Opponents of the proposed Umbrella bailout, such as Senator Ron Davis, have criticized the company for stepping up its outsourcing in recent years. "Umbrella practically owned Raccoon City as the rural town grew into an industrialized metropolitan center," declared the senator. "But after the city was devastated by an unrelated catastrophe, Umbrella turned its back on the hard-working Americans of Raccoon City who survived physically, if not mentally. Instead, the company turned overseas, using subsidiaries to set up operations in rural Spain and the African nation of Kijuju, where labor is incredibly cheap and frequently homicidal."

Sen. Ron Davis
Sen. Ron Davis

After Spencer's appearance before Congress, Atlantic Colgate Securities' Wilson Evans downgraded Umbrella stock from "Hold" to "Sell."

"After years of stagnant revenues and slipping profit margins, we have lost faith in this management team," Evans said in a note to investors. "While they undeniably lead the world in turning ordinary people into turbo-freaky killing machines with, like, a bajillion tentacle knives, we are beginning to rethink the profit potential of furthering humanity's evolution by devastating the world's population. Also, we believe the corporation faces customer confusion issues, as Umbrella has been responsible for roughly a dozen different viruses on the market in the span of about a dozen years. Do they really expect consumers to understand the difference between the T-Virus and the T-Veronica Virus, or Las Plagas and Uroboros?"

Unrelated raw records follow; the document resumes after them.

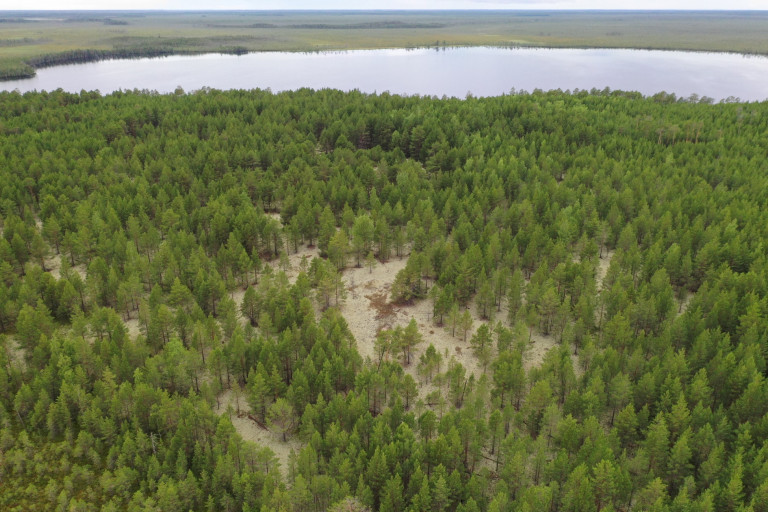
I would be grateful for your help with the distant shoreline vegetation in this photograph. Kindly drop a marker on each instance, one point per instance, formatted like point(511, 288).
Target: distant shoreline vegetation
point(29, 68)
point(33, 39)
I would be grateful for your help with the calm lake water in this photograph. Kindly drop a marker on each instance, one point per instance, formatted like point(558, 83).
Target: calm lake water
point(451, 72)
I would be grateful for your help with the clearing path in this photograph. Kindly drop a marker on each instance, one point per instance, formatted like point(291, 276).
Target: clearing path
point(251, 431)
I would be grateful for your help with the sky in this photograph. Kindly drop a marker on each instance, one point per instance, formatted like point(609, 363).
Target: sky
point(378, 4)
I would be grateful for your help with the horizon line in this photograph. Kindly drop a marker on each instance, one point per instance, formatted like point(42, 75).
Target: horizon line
point(516, 9)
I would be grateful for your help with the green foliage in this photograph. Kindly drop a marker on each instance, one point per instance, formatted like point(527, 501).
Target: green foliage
point(115, 353)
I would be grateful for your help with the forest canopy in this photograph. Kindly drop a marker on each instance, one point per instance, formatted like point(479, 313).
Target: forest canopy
point(149, 264)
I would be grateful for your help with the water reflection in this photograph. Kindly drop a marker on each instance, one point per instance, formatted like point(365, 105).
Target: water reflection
point(451, 72)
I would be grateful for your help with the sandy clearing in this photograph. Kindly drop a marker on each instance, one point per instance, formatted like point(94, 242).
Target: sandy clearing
point(133, 328)
point(250, 431)
point(361, 317)
point(602, 268)
point(294, 261)
point(685, 303)
point(364, 320)
point(14, 351)
point(53, 265)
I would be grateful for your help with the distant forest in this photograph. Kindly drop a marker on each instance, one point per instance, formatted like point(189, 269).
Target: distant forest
point(146, 246)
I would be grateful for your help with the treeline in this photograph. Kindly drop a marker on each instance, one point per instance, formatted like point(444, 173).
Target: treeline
point(27, 68)
point(157, 209)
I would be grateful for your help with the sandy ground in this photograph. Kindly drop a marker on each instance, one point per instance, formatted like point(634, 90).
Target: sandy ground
point(364, 320)
point(294, 260)
point(133, 327)
point(15, 352)
point(53, 265)
point(602, 268)
point(683, 304)
point(250, 431)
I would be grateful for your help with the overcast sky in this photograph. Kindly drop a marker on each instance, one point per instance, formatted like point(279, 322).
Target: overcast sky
point(390, 4)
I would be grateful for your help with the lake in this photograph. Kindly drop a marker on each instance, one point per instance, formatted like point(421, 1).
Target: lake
point(451, 72)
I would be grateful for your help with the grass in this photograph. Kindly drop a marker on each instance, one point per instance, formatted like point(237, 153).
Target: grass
point(52, 36)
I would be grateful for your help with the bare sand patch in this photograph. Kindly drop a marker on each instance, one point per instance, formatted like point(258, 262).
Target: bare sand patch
point(305, 252)
point(132, 325)
point(602, 268)
point(685, 303)
point(53, 265)
point(366, 290)
point(368, 310)
point(14, 351)
point(249, 430)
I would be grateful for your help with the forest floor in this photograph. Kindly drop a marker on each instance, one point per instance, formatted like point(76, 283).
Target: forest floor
point(252, 431)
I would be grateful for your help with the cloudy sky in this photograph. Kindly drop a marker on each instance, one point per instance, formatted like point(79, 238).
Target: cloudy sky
point(390, 4)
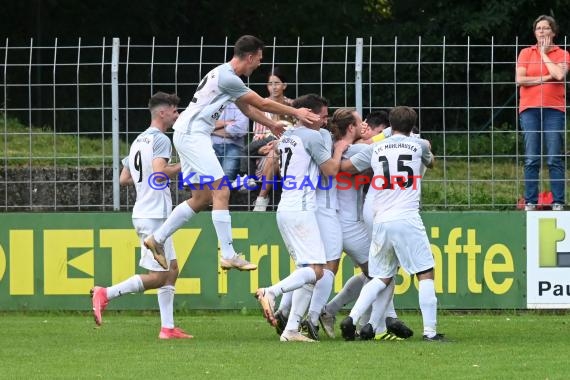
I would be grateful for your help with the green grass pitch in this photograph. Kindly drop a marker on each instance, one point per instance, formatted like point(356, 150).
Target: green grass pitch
point(502, 345)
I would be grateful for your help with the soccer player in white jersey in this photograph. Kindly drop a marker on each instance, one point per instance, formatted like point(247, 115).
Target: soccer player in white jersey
point(302, 153)
point(399, 236)
point(149, 154)
point(192, 141)
point(346, 124)
point(330, 232)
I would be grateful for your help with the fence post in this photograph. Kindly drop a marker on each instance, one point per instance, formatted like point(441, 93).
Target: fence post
point(115, 123)
point(358, 75)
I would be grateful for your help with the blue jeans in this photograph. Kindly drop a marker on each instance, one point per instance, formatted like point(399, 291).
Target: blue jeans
point(543, 128)
point(229, 156)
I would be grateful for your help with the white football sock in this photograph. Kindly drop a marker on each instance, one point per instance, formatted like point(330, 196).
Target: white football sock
point(166, 305)
point(130, 285)
point(295, 280)
point(368, 294)
point(223, 225)
point(348, 293)
point(301, 299)
point(377, 319)
point(285, 304)
point(428, 306)
point(321, 294)
point(390, 310)
point(179, 216)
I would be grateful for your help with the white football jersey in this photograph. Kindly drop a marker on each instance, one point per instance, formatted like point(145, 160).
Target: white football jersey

In other bailout news, after being denied federal funding last month, the Mishima Corporation declared Chapter 7 bankruptcy today. "It turns out that holding a no-holds-barred international fighting tournament to determine the company's CEO wasn't such a hot idea after all," lamented one executive who wished to remain nameless.

The above story is (obviously) fictitious, and was written as part of GameSpot's annual April Fool's Day celebrations. Its content is purely satirical and comedic, and is not intended to be interpreted as an assertion of fact. It also does not reflect the actual views of GameSpot or its parent company, CBS Interactive.